Today, though, Katie did not feel swamped by the usual onslaught of misery and failure. Today, the rudeness of the commuters, the miserable fug of the café and the dismal attempts at leadership from Alec had the opposite effect – all because of what had happened to her late on Friday afternoon.

For she had had an epiphany. She was going to become an educational psychologist.

It all happened during a double-shift that had gone so painfully slowly that she thought she must have actually died and gone to hell. She’d started chatting to a customer. It wasn’t the done thing – it was hard to chat freely with Alec around – but he’d been oppressing someone in the kitchen at the time and the customer had been at table 18, right by the door, so it had felt a fairly safe risk.

The woman had had a quiet Friday at work and had popped in for a quick coffee before getting home to a house full of overtired children and an underpaid nanny. She’d started chatting to Katie about the weather and somehow Katie had found herself telling her that she was considering becoming a teacher. This thought had occurred to her only the week before, after she’d seen a reality TV show about an inner city school where a teacher had got locked in the girls’ toilets and had escaped through a window. It seemed like an adventurous job. It
just
so happened that the woman had been a teacher once, a while ago, before she’d started training to be an educational psychologist. Once you’d been a teacher for two years, all you needed was a masters degree and voilà! An educational psychologist. Much better for pulling at parties, the woman told Katie, and better still, you didn’t have to wait for a bell to go to the toilet.

Katie was reborn. Not only did she already have the requisite psychology degree (from Oxford no less) but she’d always liked children. They liked her too – she had an affinity with them. By the time she had deposited the warmed croissant on a plate and taken it to the woman, Katie’s new future was set; restaurant franchises were a dim and distant memory.

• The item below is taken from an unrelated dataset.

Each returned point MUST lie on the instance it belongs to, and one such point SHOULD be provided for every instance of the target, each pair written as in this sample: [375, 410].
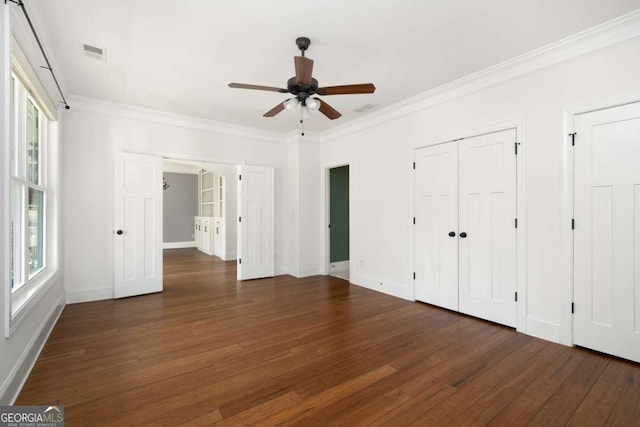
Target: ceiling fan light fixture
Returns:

This woman was
meant
to come into the café that day, and she, Katie Simmonds, had been
meant
to see that TV programme the week before. It was destiny.

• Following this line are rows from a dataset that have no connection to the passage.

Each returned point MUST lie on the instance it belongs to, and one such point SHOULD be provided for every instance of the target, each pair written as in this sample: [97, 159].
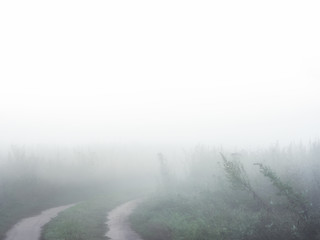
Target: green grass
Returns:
[84, 221]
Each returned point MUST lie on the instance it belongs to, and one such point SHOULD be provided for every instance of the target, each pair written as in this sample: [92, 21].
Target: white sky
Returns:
[185, 72]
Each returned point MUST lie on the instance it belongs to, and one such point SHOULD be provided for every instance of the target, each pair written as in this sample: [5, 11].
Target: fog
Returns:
[237, 74]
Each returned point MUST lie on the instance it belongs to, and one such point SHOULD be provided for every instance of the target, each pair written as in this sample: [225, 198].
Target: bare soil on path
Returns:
[30, 228]
[118, 222]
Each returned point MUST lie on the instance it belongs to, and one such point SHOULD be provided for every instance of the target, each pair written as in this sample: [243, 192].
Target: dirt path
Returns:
[118, 222]
[30, 228]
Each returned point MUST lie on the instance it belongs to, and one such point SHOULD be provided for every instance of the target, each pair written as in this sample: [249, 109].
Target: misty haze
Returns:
[169, 120]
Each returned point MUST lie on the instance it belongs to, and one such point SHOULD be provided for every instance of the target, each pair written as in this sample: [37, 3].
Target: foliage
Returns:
[249, 210]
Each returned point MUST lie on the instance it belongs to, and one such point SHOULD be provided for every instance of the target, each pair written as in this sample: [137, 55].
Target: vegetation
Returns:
[32, 181]
[234, 200]
[84, 221]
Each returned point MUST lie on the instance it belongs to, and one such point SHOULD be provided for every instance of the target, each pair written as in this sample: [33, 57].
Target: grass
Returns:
[235, 204]
[84, 221]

So here she was, starting the first week of the rest of her life. Which was why today, The Café’s usual Monday morning depression didn’t seep into her bones and numb her; instead it reminded her – as if she’d already mentally escaped this place – of what she’d left behind.

‘Table 8 wants serving.’

Katie turned to Alec, who was still sitting by the till, the steam from his coffee cup mingling with the smoke from his hand-rolled cigarette. He nodded briefly over at table 8. He always sat in the near corner by the till because he said it gave him a good view of everything in The Café as well as the window-front. By happy coincidence, it also gave a good view of any passing policemen who might want to check his kitchen for illegal substances and any
passing
traffic wardens who might disagree with him that laziness was a disability.

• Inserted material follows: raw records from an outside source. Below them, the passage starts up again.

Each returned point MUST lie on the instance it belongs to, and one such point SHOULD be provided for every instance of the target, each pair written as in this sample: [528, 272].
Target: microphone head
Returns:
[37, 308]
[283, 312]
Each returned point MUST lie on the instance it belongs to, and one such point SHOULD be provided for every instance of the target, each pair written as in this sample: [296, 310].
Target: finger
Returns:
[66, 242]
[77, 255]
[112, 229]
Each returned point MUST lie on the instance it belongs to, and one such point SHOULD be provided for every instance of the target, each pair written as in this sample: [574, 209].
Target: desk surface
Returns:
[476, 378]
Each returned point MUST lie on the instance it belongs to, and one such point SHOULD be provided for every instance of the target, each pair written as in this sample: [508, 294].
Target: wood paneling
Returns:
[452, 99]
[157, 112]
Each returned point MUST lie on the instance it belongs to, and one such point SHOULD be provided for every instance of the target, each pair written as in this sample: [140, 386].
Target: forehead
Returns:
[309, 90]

Katie walked over to where two men were having a morning meeting, both pretending that their self-made careers were going excellently and that they were content to be in a café rather than a pub.

‘Two English breakfasts and two coffees,’ said one man, returning the menu to Katie without looking at her.

‘One decaffeinated,’ added the other, briefly examining her chest.

Katie walked away, muttering, ‘I’m going to be an educational psychologist, I’m going to be an educational psychologist.’

Keith the ‘chef’ had just arrived, a man not driven by demons as much as devoured by them. He had so many phobias it was a wonder he made it from his flat down the street into the café. He was telling Sukie about his weekend. Katie could tell this, because she kept hearing Sukie’s regular murmurs of ‘Oh dear.’